Außerdem hätten Studien gezeigt, dass Mäuse besonders empfindlich gegenüber Östrogenen seien. "Das Vertrauen in die Risikobewertung wird auch dadurch gestützt, dass Bisphenol A ein schwaches Östrogen ist und bei 5 Milligramm pro Kilogramm Körpergewicht und darunter keine schädigenden Wirkungen in einer neuen aussagekräftigen Studie an Mäusen und zwei Generationen von Nachkommen gefunden wurden", so die EU-Behörde.
Neuer Grenzwert: Früher 10 Mikrogramm, jetzt 50 Mikrogramm erlaubt
Die Behörde hat den Grenzwert von Bisphenol A kürzlich angehoben - statt 10 Mikrogramm dürfen nun täglich 50 Mikrogramm pro Kilogramm Körpergewicht aufgenommen werden.
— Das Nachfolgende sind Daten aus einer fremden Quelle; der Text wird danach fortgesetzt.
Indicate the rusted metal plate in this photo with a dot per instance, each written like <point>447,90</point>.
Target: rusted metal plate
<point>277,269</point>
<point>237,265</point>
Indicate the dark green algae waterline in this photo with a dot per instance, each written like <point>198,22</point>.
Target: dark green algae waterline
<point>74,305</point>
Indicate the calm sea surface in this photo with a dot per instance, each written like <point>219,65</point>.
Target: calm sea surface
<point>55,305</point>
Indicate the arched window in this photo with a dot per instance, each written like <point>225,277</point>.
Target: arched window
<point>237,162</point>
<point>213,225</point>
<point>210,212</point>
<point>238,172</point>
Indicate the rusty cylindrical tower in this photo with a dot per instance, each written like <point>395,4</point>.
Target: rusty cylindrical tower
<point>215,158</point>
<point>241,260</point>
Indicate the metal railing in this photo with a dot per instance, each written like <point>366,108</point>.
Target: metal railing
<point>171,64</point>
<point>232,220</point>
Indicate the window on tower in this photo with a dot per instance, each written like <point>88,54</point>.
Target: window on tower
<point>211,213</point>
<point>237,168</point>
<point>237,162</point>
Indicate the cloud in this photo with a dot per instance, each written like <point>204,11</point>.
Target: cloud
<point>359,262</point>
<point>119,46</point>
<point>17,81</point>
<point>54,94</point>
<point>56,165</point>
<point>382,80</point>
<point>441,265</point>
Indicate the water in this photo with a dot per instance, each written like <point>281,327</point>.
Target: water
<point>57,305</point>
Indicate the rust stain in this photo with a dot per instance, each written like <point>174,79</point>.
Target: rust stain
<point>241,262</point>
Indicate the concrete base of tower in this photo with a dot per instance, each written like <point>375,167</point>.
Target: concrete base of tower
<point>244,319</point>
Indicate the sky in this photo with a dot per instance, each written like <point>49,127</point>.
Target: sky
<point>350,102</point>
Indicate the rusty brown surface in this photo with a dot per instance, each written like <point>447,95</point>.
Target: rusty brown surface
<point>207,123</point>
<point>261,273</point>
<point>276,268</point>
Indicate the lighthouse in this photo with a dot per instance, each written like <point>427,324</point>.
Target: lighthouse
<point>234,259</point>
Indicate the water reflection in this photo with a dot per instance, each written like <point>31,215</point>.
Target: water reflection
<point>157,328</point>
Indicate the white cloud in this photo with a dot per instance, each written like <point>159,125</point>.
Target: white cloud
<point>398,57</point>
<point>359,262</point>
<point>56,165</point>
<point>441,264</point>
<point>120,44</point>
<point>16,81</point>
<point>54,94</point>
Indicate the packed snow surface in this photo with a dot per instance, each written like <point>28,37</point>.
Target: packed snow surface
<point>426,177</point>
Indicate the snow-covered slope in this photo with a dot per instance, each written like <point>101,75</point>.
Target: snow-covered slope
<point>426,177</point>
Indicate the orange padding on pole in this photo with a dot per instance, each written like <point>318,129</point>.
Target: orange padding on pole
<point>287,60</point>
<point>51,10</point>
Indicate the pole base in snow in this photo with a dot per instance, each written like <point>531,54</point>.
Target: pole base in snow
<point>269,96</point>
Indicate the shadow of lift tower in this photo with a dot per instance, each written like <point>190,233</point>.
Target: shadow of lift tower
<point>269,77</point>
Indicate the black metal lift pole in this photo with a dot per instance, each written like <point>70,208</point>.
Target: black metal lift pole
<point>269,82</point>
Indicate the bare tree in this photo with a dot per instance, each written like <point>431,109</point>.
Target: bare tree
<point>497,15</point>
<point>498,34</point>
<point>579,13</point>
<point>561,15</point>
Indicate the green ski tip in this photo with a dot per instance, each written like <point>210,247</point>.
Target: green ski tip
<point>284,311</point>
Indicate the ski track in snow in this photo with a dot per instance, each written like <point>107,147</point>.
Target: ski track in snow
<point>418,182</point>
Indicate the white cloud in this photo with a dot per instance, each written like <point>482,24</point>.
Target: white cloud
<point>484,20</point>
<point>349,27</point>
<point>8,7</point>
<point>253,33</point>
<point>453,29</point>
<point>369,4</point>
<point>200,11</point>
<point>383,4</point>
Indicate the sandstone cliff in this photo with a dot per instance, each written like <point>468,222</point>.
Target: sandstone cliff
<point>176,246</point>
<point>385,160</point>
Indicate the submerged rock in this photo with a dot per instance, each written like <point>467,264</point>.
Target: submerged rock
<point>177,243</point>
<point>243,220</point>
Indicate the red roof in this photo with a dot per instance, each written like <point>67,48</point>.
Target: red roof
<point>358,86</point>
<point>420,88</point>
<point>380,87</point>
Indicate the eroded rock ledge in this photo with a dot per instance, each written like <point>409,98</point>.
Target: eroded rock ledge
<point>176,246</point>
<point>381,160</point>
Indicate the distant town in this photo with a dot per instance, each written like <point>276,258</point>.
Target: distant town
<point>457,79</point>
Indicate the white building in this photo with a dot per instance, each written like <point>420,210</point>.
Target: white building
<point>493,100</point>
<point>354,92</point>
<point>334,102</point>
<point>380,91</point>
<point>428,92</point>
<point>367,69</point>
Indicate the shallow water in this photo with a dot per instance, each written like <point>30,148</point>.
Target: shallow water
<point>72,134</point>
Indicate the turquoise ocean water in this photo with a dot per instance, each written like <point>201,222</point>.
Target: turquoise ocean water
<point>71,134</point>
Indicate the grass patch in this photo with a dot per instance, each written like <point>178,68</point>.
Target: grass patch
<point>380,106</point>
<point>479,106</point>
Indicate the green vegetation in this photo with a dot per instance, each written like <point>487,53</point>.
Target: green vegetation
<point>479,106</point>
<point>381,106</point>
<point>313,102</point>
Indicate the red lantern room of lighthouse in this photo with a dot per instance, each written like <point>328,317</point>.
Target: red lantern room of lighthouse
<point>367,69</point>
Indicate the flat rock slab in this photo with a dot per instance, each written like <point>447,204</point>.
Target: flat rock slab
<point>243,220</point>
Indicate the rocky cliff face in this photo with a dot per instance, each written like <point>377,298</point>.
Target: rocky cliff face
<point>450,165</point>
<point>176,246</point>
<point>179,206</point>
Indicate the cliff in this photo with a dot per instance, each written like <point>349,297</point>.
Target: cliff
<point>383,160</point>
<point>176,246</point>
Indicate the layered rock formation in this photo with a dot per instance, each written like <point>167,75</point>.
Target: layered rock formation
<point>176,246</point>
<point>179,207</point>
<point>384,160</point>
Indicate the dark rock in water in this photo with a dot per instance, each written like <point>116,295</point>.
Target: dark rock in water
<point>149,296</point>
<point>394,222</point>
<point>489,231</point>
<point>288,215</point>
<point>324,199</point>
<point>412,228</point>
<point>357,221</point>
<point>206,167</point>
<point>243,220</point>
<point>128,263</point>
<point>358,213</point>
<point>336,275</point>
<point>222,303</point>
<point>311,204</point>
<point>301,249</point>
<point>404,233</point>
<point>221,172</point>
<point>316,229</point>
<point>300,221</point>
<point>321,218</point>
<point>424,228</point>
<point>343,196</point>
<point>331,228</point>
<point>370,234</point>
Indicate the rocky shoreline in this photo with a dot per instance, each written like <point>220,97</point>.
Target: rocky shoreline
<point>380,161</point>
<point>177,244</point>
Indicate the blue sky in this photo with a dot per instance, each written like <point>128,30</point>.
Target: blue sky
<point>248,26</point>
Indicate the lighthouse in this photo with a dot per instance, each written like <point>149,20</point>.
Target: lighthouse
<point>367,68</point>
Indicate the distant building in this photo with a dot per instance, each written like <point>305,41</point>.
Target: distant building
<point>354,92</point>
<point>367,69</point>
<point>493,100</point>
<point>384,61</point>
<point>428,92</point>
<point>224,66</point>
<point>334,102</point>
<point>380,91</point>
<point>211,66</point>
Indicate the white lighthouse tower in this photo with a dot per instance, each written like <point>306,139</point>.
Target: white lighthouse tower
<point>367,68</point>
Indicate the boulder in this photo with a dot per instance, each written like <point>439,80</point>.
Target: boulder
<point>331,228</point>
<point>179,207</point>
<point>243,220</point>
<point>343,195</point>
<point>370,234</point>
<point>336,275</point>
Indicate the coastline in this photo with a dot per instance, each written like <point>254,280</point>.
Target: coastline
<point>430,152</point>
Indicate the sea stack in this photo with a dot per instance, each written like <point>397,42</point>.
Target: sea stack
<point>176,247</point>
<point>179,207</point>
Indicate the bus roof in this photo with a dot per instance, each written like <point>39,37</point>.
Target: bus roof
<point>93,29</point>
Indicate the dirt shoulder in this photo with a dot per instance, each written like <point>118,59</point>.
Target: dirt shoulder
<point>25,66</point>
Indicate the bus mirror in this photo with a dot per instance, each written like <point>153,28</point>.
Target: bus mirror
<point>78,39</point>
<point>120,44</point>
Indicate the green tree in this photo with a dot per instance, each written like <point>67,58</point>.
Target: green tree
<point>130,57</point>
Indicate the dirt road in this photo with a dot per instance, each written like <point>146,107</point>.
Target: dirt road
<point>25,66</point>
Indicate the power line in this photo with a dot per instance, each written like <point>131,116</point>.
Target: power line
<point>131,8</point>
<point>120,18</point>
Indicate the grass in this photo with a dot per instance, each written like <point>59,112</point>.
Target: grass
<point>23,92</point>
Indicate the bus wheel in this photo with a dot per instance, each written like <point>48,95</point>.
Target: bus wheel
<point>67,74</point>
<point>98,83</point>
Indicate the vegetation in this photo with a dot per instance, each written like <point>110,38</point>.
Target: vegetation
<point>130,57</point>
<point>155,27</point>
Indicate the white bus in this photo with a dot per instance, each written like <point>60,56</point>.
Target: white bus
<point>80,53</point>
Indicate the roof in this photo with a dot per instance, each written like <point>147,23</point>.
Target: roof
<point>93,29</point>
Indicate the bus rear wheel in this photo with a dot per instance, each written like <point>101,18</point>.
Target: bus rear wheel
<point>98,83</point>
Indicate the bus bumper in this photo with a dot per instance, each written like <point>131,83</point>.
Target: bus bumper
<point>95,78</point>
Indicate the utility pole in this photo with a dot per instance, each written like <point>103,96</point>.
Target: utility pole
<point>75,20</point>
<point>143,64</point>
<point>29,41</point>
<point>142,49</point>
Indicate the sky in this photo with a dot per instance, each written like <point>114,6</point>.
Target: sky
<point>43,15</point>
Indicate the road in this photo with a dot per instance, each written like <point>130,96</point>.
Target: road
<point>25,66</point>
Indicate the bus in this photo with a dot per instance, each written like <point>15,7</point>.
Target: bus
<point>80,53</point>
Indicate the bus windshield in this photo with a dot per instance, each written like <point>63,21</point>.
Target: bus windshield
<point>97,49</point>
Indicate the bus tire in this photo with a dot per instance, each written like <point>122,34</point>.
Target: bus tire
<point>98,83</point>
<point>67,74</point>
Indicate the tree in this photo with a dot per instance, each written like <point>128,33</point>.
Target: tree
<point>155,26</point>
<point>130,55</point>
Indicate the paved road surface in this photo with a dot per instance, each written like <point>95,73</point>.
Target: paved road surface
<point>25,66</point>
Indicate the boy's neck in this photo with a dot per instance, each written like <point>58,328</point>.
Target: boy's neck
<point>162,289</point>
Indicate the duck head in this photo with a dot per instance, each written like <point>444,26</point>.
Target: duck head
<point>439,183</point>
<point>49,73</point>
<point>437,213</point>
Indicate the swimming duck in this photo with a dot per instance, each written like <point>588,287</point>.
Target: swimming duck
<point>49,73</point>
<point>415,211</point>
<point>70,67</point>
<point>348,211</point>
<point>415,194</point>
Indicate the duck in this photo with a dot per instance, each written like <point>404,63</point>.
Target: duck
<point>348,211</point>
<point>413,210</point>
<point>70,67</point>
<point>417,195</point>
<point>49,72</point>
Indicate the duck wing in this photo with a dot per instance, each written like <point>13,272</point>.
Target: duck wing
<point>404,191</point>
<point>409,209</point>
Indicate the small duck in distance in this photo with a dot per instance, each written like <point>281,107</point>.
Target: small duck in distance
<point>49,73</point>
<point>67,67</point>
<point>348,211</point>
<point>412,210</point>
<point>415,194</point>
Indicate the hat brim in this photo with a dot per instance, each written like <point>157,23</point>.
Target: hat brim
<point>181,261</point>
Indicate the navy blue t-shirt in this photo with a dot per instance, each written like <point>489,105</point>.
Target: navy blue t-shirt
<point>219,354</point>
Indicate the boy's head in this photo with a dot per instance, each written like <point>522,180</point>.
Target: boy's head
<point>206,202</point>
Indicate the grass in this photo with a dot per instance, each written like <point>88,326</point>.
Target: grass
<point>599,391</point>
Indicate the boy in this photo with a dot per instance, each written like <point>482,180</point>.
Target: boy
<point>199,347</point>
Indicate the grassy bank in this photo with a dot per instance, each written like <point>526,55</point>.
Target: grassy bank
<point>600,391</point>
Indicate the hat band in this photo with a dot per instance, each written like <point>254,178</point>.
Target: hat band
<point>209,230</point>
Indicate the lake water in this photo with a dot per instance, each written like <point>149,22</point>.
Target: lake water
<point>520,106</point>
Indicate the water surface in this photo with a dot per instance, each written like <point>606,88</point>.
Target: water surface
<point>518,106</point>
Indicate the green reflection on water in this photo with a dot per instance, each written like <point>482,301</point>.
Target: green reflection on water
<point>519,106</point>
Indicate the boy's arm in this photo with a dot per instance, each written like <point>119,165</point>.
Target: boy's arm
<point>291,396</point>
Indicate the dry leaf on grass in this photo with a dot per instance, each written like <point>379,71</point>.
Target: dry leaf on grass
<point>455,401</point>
Begründet wurde der Schritt mit den Ergebnissen einer Studie des amerikanischen Research Triangle Institute.
Nach Darstellung der Coordination gegen BAYER-Gefahren wurde die Untersuchung vom Industrie-Verband American Plastics Council finanziert und ist bis heute unveröffentlicht. Dem American Plastics Council gehören 13 Unternehmen an, darunter BASF, BAYER, Shell und Dow Chemicals. Das European Chemicals Bureau, das die Studie im Auftrag der EFSA auswertet, räumte den Angaben zufolge in der vergangenen Woche ein, dass die Risikoanalyse für Bisphenol A noch nicht abgeschlossen sei.
153 von 167 öffentlich finanzierte Studien ergaben Negativ-Effekte - Industriestudien mit gegenteiligem Ergebnis
Nach Angaben der Bayer-Kritiker stellten von den weltweit 167 öffentlich finanzierten Studien zu Risiken von Bisphenol A 153 Studien negative Effekte schon bei niedrigen Konzentrationen fest. Nur in 14 dieser Studien wurden offenbar keine Negativ-Effekte gefunden.
Alle 13 von der Industrie geförderten Studien seien zu dem Schluss gekommen, dass Bisphenol A eher harmlos sei.
"Vor dem Hintergrund, dass die von den Unternehmen finanzierten Untersuchungen zu völlig anderen Ergebnissen kommen als unabhängige Studien, ist es unverantwortlich, dass die europäischen Behörden dem Druck der Kunststoff-Hersteller nachgeben", meint Philipp Mimkes von der Coordination gegen BAYER-Gefahren.
Mimkes: Säuglinge sind besonders gefährdet
Die hormonellen Risiken von Bisphenol A (BPA) sind seit Jahrzehnten bekannt. Die Chemikalie wird bei der Herstellung von Plastikflaschen, der Innenbeschichtung von Konservendosen, in Lebensmittel-Verpackungen und in Zahnfüllungen eingesetzt.
Säuglinge, deren Hormonsystem noch nicht ausgereift ist, sind nach Auffassung von Mimkes "besonders gefährdet" - Unfruchtbarkeit, Fehlbildungen und verfrühte sexuelle Reife könnten die Folge einer Exposition sein.
Wegen der hormonellen Risiken von Bisphenol A sei in den USA im März eine Sammelklage gegen die Hersteller von Babyflaschen eingereicht worden, so Mimkes. "Auch das Umweltbundesamt möchte die Verwendung von Bisphenol A einschränken."
"Die skandalösen Vorgänge um Bisphenol A zeigen ein weiteres Mal, dass die Industrie im Interesse ihrer Profite auch vor der Schädigung menschlicher Gesundheit nicht halt macht", kritisiert die Coordination gegen BAYER-Gefahren. Der BAYER-Konzern trage dabei als größter deutscher Hersteller "herausragende Verantwortung", so Axel Köhler-Schnura, Vorstandsmitglied der Bayer-Kritiker. Die Organisation fordert "ein sofortiges Verbot von Bisphenol A in allen Produkten, die mit Nahrungsmitteln in Kontakt kommen".